Arcuate deltas are fan-shaped and rounded on the side that meets the standing body, a result of the river splitting into many branches called distributaries.

Bird-foot deltas consist of separate “fingers” of land that follow individual distributaries out from the shore.

Cuspate deltas point out from the land like a sharp tooth, forming along both sides of one main river channel.

Estuarine deltas form when a river mouth empties below the tidal waters of the sea, forming sedimentary deposits in a long, narrow pattern.

Lacustrine deltas develop in lakes, which can eventually fill with sediment to create a plain.

Strong tidal currents and high wave energy, which tend to disperse sediment, inhibit delta formation.

Maintenance over Time

A number of factors control the shape of large deltas, many of which have persisted over long periods of time. These factors include the way water moves across the land (see Hydrology), the nature of transported sediment, wave and tidal dynamics, sea-level changes, the movement of the Earth’s crust, and basin and coastline geography. Density differences between the sediment-laden river water and the lake or ocean water determine the movement patterns of inflowing water and shape the delta’s growth. For example, the inflowing water may move below the surface, down the slope at the front of the delta; spread out over the surface of the standing body of water; or mix with it.

Large deltas, such as that of the Saskatchewan River, consist of a vast network of distributary channels. As these deltas develop, so, too, does a low-lying delta plain that features different sedimentary environments such as levees, backswamps and marshes (see Wetlands).

The word delta is also the name of the fourth letter of the Greek alphabet, Δ. The term came to denote the landform because the triangular shape of the capital letter delta resembles many examples of these deposits.

Industrial Use and Environmental Concerns

Underground reserves of oil and gas can form with the layering of sedimentary environments over time, as seen in the Mackenzie River delta region in the Northwest Territories. In 2011, the National Energy Board approved Imperial Oil’s proposal for the Mackenzie Gas Project, which would connect gas extraction operations in the Mackenzie River delta to northern Alberta (see also Petroleum Research and Development). The project has been debated since the 1970s and has attracted support as well as opposition from First Nations in the region. The NEB has given Imperial Oil until the end of 2022 to begin construction.

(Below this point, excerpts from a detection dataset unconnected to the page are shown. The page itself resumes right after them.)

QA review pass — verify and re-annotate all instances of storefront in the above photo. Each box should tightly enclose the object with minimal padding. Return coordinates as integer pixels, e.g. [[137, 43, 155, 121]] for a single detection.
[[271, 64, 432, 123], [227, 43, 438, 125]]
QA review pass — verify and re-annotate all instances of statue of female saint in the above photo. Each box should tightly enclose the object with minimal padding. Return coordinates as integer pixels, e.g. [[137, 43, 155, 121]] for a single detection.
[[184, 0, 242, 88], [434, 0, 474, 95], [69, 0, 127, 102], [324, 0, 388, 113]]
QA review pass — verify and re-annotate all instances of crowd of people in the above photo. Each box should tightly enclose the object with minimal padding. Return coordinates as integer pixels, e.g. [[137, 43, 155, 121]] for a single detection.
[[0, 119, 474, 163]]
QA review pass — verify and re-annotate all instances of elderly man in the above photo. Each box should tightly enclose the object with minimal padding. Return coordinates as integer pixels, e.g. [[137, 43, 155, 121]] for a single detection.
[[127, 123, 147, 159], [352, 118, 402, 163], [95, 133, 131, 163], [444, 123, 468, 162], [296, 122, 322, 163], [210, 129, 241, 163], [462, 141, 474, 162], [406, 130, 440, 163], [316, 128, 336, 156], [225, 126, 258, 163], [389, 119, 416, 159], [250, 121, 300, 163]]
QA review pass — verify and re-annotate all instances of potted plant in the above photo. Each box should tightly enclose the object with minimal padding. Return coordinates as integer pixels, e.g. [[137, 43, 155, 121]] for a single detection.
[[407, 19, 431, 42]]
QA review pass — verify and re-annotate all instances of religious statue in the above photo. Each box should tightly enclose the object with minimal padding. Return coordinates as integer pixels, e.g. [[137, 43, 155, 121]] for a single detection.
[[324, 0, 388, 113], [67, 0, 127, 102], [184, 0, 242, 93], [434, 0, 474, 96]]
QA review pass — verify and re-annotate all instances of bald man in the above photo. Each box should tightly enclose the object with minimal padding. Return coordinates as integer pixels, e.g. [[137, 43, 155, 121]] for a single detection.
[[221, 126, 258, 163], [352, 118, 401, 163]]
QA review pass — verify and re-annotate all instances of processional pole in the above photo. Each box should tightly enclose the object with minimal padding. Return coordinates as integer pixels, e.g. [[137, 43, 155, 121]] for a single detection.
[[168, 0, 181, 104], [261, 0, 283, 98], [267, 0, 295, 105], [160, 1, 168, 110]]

The Fraser River delta, located in British Columbia’s populous Lower Mainland area, was designated a Wetland of International Importance by the Ramsar Convention on 22 September 2012. This international agreement sets out a framework for protecting wetland ecosystems. Industrial development on the delta, such as the proposed Terminal 2 shipping facility at Roberts Bank in Delta, BC, are controversial due to the importance of the Fraser River delta as a stopover for migratory birds.

Flood control is also a challenge in delta lowlands. In the case of the Fraser River delta, for example, researchers anticipate the need for greater investment in flood protection measures as sea levels rise due to climate change.